Tammi Sharpe has created an oral history project that examines the statements of bystanders or supporters of segregation during the civil rights movement in the 1960s in the United States. Birmingham was a focal point of civil rights activities and the Birmingham Civil Rights Institute (BCRI) has an extensive oral history collection of foot soldiers in the movement but no documentation on resistance to it. This omission represents a significant gap in the public’s understanding of the period and a challenge to dealing with the history of race in the United States in a robust way. Tammi publicized her idea for a project in local newspapers, and interviewees contacted her and asked to be interviewed and to tell their stories. Those oral histories are now part of the BCRI collection.

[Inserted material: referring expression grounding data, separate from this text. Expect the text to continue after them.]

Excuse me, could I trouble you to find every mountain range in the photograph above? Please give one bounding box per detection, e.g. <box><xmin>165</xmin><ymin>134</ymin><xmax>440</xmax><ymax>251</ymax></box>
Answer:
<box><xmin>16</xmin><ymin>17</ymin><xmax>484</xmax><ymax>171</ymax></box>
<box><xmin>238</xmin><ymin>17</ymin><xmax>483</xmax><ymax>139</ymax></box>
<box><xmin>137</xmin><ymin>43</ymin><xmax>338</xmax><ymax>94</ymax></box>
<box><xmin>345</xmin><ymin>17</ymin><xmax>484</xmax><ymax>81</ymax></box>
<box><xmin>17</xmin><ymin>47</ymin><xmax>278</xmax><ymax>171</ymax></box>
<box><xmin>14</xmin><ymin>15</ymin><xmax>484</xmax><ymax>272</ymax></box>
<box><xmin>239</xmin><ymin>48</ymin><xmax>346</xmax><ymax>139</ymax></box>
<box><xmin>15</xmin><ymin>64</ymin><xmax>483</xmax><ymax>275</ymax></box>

The completion of the oral history component coincided with public events related to the project, in which individuals who Tammi interviewed as well as foot soldiers in the civil rights movement told their stories to a general audience, spurring conversation about the past. The events were recorded and were aired on NPR and made available as a podcast. Finally, Tammi is completing a book based on edited summaries of the 21 interviews she conducted; the text also contains historical background on race relations and slavery in the United States and a meditation on atoning for the crimes of slavery and segregation, offering lessons for other countries trying to redress legacies of human rights violations. These three Foot Soldiers' oral histories were part of the original Oral History Collection at BCRI, which has more than 500 interviews. The project is in the final stages.